IN THE RESULT SECTION A BETTER DESCRIPTION WHAT IS INCLUDED IN CRUDE MORTALITY IS NEEDED. This since it does not completely seem to follow standard way of what crude mortality is.A general comment is that it would have been interesting to know what sub species bacteria such of klebsiella etc. is studied. Otherwise the result section is good for publication even if it can be even more clear.Response: Thanks for your suggestions. The definition of crude mortality was descried in Line 141-142 on Page 4. The crude mortality rate in the microorganism subgroup was in detail inserted in the section of "Result" (Line 176-178, Page 5). Additionally, the species distribution of klebsiella genus was revised in Line 175-176 (Page 5). Because K. pneumoniae accounted for extreme majority (89/90, 98.9%) of klebsiella genus, it was difficult to study the differences between two species.

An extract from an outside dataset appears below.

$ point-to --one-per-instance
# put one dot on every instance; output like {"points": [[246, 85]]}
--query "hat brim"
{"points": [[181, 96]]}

The first well known references are good but old the field of AMR is changing rapidly and therefore an update with some more recent references is needed in my opinion, this to show both the readers and the world that the authors have a complete understanding of the situation and the emergent outbreak in countries close to Taiwan such as China. Response: Thanks for your suggestions. Several older references were deleted (Line 239-240, Page 9) and numerous updated references (Ref. No. 14, 15, and 34) discussed with the efficacies of cefazolin therapy for EKP bacteremia were inserted in the revised manuscript. Additionally, a new reference (Ref. No. 35) emphasized the increasing AMR worldwide was also added. These revised sentences were listed in Line 269-273 (Page 10).